Diversifier les actifs

L’organisme Diversité artistique Montréal (DAM) annonçait officiellement hier la mise sur pied d’un nouveau programme de mentorat. Celui-ci s’adresse à de jeunes artistes issus de l’immigration ou des minorités ethnoculturelles et vise à combattre « la difficulté d’accès aux réseaux professionnels » à laquelle ces derniers font tout particulièrement face.

Actif depuis bientôt dix ans, DAM s’est déjà fait connaître par la mise sur pied des Auditions de la diversité, une vitrine où sont conviés les décideurs des milieux théâtraux, télévisuels et cinématographiques. L’actuelle initiative de pairage entre créateur de la relève et mentors couvre cette fois une part plus large du spectre artistique, notamment par la collaboration du Regroupement québécois de la danse, du Regroupement des artistes en arts visuels du Québec et de la Société professionnelle des auteurs et des compositeurs du Québec.

L’organisme dirigé par l’ethnologue Jérôme Pruneau est également intervenu, en janvier dernier, lors du débat soulevé par l’emploi d’un comédien blanc au visage peinturluré de noir pour incarner le hockeyeur P. K. Subban dans le spectacle 2014 revue et corrigée, présenté au Théâtre du Rideau Vert. Dans une lettre ouverte envoyée aux médias, DAM écrivait : « Et si, au fond, plus personne ne trouvait le blackface ni de bon goût ni vraiment drôle en 2014 ? Il serait vraiment temps d’évoluer, de comprendre qu’il y a des acteurs et actrices noires de talent et qu’il serait bon de les voir justement dans ce type de productions. »

Les bonnes intentions

L’épineux sujet de la sous-représentation a été soulevé publiquement en France il y a quelques semaines, alors que le Théâtre national de la Colline présentait la première cohorte issue de son programme « 1er Acte ». Cette initiative, pilotée par le metteur en scène Stanislas Nordey, vise à soutenir la préparation d’une vingtaine de jeunes artistes « ayant fait l’expérience de la discrimination à travers leurs parcours professionnel et personnel » et souhaitant notamment tenter leur chance au concours d’entrée des grandes écoles d’art dramatique. On leur offrait dans ce cadre formation technique, classes de maître, rencontres avec des professionnels et billets de spectacles.

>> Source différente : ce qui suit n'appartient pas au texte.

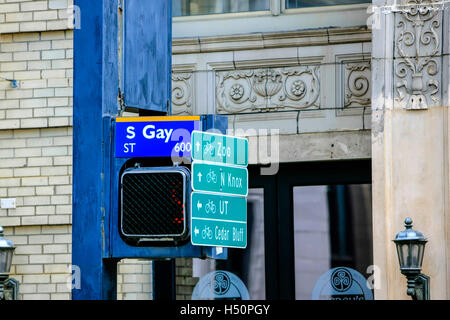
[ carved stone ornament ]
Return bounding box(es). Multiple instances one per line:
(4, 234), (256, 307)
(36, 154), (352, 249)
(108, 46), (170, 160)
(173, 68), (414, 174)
(216, 66), (320, 114)
(344, 62), (371, 107)
(394, 0), (442, 110)
(172, 73), (193, 115)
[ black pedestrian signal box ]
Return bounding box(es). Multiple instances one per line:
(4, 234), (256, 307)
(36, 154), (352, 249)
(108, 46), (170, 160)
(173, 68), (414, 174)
(119, 167), (191, 246)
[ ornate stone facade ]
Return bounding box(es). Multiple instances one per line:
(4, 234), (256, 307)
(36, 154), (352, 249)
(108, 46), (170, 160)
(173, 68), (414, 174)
(394, 0), (442, 110)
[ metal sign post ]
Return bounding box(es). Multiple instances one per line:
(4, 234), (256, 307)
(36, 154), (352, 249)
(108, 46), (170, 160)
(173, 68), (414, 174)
(72, 0), (228, 300)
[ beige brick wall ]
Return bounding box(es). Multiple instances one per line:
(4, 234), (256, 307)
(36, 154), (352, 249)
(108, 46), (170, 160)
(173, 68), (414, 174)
(117, 259), (153, 300)
(0, 30), (73, 130)
(5, 224), (72, 300)
(0, 0), (73, 33)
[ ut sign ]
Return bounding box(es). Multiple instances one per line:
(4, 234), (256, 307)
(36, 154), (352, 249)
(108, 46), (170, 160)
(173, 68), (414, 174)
(72, 0), (227, 300)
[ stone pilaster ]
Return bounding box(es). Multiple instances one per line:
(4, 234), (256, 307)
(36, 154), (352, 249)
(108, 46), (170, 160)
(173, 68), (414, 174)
(372, 0), (450, 299)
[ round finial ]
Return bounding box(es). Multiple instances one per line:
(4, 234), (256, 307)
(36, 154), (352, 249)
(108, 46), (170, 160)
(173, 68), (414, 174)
(405, 217), (412, 229)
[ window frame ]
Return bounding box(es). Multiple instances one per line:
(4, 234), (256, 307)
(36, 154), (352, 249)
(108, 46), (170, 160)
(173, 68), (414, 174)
(172, 0), (372, 38)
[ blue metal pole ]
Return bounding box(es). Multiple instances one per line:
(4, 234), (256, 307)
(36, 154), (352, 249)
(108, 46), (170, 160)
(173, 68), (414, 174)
(72, 0), (118, 300)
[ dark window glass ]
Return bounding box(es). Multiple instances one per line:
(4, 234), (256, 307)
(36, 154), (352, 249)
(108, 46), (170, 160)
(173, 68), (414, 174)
(172, 0), (270, 17)
(293, 184), (373, 300)
(286, 0), (372, 9)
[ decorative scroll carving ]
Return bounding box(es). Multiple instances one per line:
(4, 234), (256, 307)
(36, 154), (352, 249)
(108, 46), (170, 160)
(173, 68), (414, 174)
(344, 62), (371, 107)
(172, 73), (193, 115)
(394, 0), (442, 110)
(216, 66), (320, 113)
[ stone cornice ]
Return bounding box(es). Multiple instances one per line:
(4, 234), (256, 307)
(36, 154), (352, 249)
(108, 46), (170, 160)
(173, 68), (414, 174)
(172, 26), (372, 54)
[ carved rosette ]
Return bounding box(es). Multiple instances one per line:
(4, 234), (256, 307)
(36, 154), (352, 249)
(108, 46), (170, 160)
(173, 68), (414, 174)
(394, 0), (442, 110)
(343, 62), (371, 107)
(172, 73), (193, 115)
(216, 66), (320, 114)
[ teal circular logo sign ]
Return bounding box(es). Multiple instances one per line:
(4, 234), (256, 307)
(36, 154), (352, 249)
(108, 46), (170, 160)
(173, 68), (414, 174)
(311, 267), (373, 300)
(192, 270), (250, 300)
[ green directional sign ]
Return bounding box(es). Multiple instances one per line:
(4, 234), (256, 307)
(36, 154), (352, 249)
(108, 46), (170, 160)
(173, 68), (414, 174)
(191, 192), (247, 222)
(191, 219), (247, 248)
(191, 161), (248, 196)
(191, 131), (248, 166)
(191, 192), (247, 248)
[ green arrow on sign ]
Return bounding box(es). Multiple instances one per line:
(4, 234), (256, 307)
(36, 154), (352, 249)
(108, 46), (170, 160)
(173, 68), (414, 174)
(191, 192), (247, 222)
(191, 218), (247, 248)
(191, 161), (248, 196)
(191, 131), (248, 166)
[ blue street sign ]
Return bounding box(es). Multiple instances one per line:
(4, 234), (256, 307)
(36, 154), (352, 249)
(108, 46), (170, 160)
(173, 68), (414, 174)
(115, 116), (200, 158)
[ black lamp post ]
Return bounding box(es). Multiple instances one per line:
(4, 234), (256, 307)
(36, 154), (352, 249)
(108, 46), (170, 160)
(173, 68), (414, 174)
(394, 218), (430, 300)
(0, 226), (15, 300)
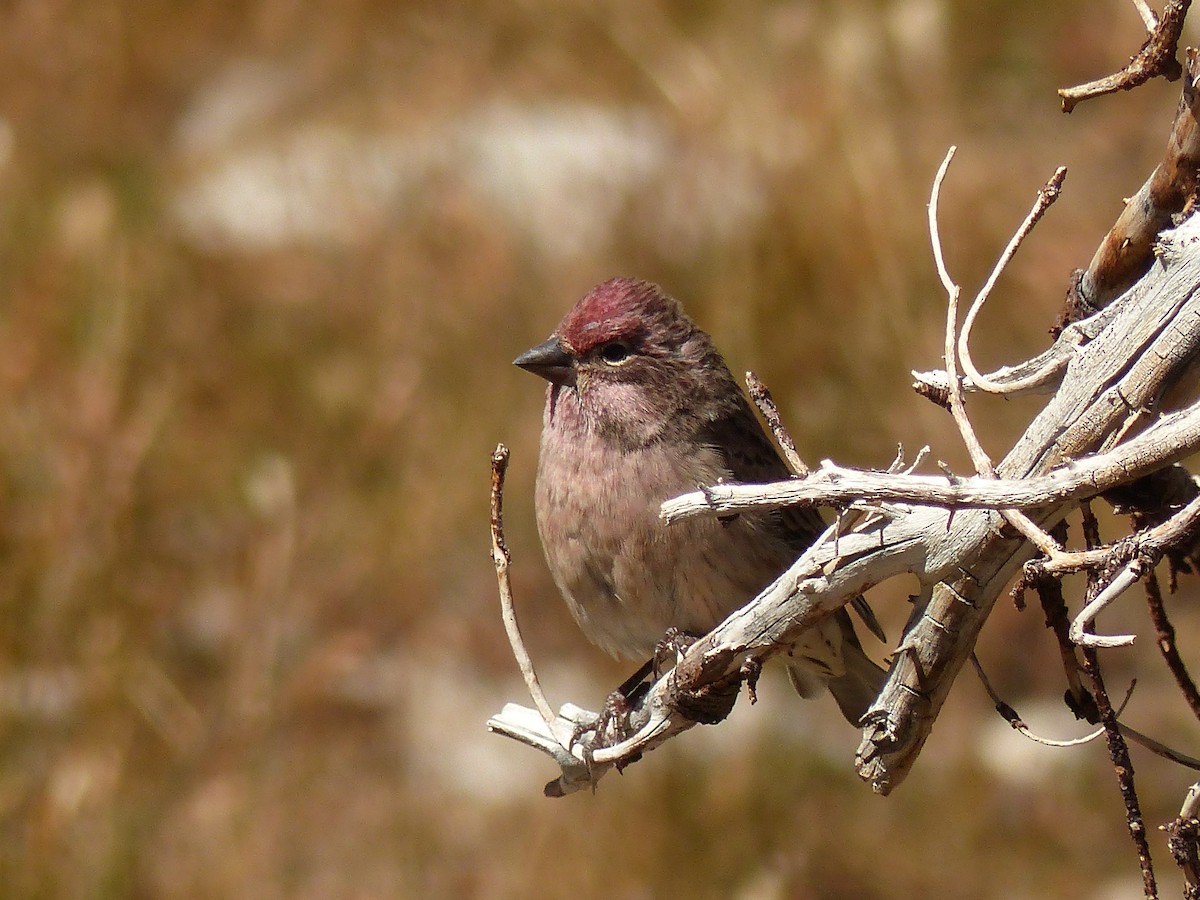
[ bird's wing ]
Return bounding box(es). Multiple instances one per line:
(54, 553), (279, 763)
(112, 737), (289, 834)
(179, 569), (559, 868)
(704, 398), (887, 646)
(703, 398), (826, 553)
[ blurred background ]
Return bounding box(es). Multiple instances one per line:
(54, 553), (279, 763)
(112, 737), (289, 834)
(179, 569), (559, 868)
(0, 0), (1198, 900)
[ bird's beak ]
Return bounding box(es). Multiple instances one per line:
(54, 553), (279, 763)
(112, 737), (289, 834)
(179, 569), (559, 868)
(512, 337), (575, 385)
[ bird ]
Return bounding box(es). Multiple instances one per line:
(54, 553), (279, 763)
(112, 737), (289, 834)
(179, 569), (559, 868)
(514, 277), (884, 725)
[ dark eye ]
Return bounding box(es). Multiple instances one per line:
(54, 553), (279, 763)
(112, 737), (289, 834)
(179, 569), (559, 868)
(600, 341), (629, 366)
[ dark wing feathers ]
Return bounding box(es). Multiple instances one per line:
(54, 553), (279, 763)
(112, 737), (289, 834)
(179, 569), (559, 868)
(701, 395), (887, 647)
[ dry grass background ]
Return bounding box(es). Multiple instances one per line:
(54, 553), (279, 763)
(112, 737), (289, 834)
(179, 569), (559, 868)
(0, 0), (1196, 900)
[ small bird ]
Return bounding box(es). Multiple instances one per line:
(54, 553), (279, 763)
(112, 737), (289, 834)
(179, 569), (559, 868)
(514, 278), (884, 724)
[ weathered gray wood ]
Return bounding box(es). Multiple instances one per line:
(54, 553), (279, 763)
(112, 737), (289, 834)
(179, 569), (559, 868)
(490, 218), (1200, 793)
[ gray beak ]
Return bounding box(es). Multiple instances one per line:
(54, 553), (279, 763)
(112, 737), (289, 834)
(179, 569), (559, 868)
(512, 337), (575, 385)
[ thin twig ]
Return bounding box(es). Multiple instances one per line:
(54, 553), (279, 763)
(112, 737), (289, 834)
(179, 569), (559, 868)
(959, 166), (1067, 394)
(1069, 559), (1145, 648)
(1133, 0), (1158, 34)
(746, 372), (809, 478)
(1163, 782), (1200, 900)
(929, 146), (1062, 556)
(492, 444), (558, 733)
(1146, 569), (1200, 719)
(1080, 502), (1158, 898)
(1058, 0), (1192, 113)
(971, 652), (1104, 748)
(1033, 547), (1091, 715)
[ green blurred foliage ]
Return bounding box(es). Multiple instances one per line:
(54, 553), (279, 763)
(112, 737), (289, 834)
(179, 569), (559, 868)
(0, 0), (1195, 898)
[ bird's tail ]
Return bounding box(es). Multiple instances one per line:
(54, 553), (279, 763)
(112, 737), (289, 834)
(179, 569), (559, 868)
(829, 644), (888, 726)
(787, 611), (887, 726)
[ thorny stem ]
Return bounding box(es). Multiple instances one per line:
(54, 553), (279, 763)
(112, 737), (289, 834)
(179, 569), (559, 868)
(492, 444), (557, 733)
(1080, 502), (1158, 898)
(1146, 569), (1200, 719)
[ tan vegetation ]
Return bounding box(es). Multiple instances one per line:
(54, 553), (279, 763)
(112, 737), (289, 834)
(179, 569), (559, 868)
(0, 0), (1198, 898)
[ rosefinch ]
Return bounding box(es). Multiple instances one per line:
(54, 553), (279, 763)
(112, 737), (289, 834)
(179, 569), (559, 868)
(514, 278), (883, 724)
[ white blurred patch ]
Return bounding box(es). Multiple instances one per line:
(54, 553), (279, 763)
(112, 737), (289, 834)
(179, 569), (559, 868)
(174, 64), (767, 258)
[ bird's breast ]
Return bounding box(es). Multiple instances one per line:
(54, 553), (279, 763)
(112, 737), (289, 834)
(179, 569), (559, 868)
(536, 405), (792, 656)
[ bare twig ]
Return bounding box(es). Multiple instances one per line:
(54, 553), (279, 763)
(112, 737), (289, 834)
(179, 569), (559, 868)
(1146, 570), (1200, 719)
(1058, 0), (1192, 113)
(746, 372), (809, 478)
(1163, 782), (1200, 900)
(971, 653), (1104, 748)
(959, 166), (1067, 394)
(929, 146), (1062, 556)
(492, 444), (558, 726)
(1078, 45), (1200, 310)
(1069, 559), (1145, 648)
(1081, 502), (1158, 898)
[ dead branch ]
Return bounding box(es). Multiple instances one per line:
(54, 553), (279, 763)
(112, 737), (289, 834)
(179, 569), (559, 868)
(1058, 0), (1192, 113)
(492, 210), (1200, 793)
(1076, 45), (1200, 310)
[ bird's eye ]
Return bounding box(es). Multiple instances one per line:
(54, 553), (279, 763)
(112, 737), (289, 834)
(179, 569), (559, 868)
(600, 341), (629, 366)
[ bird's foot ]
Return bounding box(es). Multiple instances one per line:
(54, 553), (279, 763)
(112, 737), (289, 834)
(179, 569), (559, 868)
(653, 625), (701, 679)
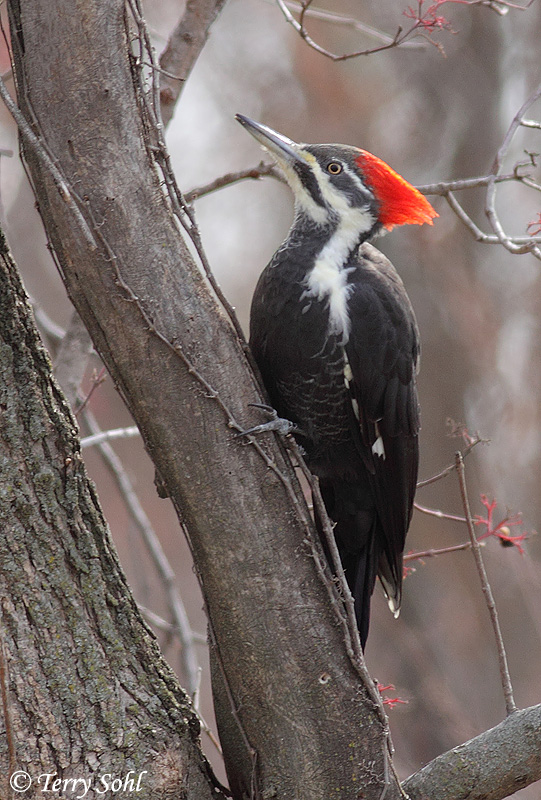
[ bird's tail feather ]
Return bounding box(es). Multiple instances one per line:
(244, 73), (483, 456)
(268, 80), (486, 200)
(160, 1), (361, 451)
(315, 480), (380, 649)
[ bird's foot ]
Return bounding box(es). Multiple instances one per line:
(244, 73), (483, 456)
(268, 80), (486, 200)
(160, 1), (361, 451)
(235, 403), (302, 436)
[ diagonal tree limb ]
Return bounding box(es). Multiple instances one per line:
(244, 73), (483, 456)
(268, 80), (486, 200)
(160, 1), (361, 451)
(402, 705), (541, 800)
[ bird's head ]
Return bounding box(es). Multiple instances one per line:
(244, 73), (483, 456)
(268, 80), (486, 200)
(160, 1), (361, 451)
(236, 114), (438, 238)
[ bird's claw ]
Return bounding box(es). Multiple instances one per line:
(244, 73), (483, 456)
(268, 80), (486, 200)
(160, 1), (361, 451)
(235, 403), (300, 437)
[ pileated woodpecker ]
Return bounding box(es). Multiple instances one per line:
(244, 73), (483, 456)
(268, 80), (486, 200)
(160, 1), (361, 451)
(237, 114), (437, 648)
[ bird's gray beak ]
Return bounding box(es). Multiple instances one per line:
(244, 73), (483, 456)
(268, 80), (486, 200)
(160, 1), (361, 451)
(235, 114), (305, 165)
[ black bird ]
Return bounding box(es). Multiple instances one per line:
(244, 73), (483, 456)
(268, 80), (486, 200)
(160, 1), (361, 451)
(237, 114), (437, 648)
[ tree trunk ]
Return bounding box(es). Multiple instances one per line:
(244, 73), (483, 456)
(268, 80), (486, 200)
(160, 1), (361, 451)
(6, 0), (400, 800)
(0, 227), (221, 800)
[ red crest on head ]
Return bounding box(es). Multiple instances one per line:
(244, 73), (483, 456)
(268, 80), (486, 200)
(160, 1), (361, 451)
(355, 150), (439, 231)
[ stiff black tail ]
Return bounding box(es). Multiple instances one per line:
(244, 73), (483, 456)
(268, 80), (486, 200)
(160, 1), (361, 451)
(315, 480), (380, 650)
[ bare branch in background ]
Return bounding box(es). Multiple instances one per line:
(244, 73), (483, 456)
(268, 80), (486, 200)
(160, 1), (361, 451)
(276, 0), (533, 61)
(456, 452), (517, 714)
(160, 0), (229, 125)
(54, 311), (93, 408)
(184, 161), (283, 203)
(485, 85), (541, 260)
(79, 410), (199, 695)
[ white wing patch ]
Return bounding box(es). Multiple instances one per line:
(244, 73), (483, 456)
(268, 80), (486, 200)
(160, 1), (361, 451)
(372, 422), (385, 461)
(372, 436), (385, 461)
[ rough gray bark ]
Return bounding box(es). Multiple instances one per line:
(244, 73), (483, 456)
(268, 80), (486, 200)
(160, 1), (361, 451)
(404, 705), (541, 800)
(4, 0), (399, 800)
(4, 0), (538, 800)
(0, 232), (222, 800)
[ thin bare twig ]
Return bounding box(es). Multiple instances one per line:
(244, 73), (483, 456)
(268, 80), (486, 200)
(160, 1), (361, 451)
(485, 85), (541, 259)
(456, 452), (517, 715)
(417, 433), (488, 488)
(83, 411), (199, 695)
(278, 0), (426, 50)
(75, 367), (107, 417)
(413, 503), (466, 522)
(184, 161), (283, 203)
(404, 536), (471, 563)
(156, 0), (225, 125)
(276, 0), (533, 61)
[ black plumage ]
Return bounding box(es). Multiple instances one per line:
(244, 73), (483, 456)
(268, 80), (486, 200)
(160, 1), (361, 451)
(240, 118), (434, 647)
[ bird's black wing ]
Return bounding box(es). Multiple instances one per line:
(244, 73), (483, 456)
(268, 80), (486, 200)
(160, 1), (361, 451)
(345, 244), (419, 611)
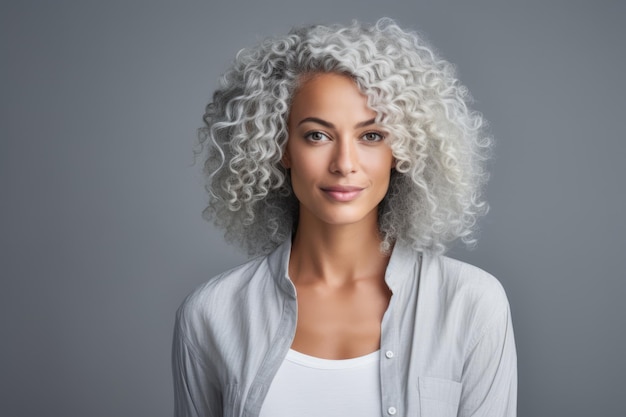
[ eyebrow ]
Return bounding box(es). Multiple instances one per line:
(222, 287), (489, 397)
(298, 117), (376, 129)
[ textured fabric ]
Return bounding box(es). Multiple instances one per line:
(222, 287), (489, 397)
(172, 241), (517, 417)
(260, 349), (380, 417)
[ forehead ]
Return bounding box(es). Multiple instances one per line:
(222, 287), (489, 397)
(289, 73), (376, 123)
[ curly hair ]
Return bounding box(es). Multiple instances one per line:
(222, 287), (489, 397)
(198, 18), (491, 254)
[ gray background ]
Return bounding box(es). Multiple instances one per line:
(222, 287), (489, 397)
(0, 0), (626, 417)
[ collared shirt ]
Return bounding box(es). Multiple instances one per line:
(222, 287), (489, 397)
(172, 241), (517, 417)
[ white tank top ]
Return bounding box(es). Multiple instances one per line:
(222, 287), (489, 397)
(259, 349), (381, 417)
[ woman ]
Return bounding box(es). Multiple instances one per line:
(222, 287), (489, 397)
(173, 19), (516, 417)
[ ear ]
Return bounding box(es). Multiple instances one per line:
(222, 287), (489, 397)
(280, 149), (291, 169)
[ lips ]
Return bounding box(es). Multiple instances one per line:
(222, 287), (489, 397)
(322, 185), (364, 202)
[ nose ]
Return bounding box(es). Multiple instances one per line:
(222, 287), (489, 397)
(329, 138), (358, 175)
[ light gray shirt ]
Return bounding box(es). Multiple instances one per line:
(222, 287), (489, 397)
(172, 241), (517, 417)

Mais voilà, plusieurs artistes militants se sont présentés audit événement avec en tête des questions bien précises pour Nordey, nommé en septembre dernier à la direction du Théâtre national de Strasbourg (TNS), ainsi qu’à Stéphane Braunschweig, qui dirige pour sa part La Colline. Nombreux sont ceux et celles qui voulaient ainsi savoir pourquoi les deux institutions, massivement soutenues par l’État français, étaient si peu promptes — c’est un euphémisme — à engager des comédiennes et comédiens issus de la diversité et ayant pourtant déjà en poche leur diplôme des conservatoires et écoles nationales. Bref, encourage-t-on des aspirations que l’on ne sera pas prêt à soutenir par la suite ?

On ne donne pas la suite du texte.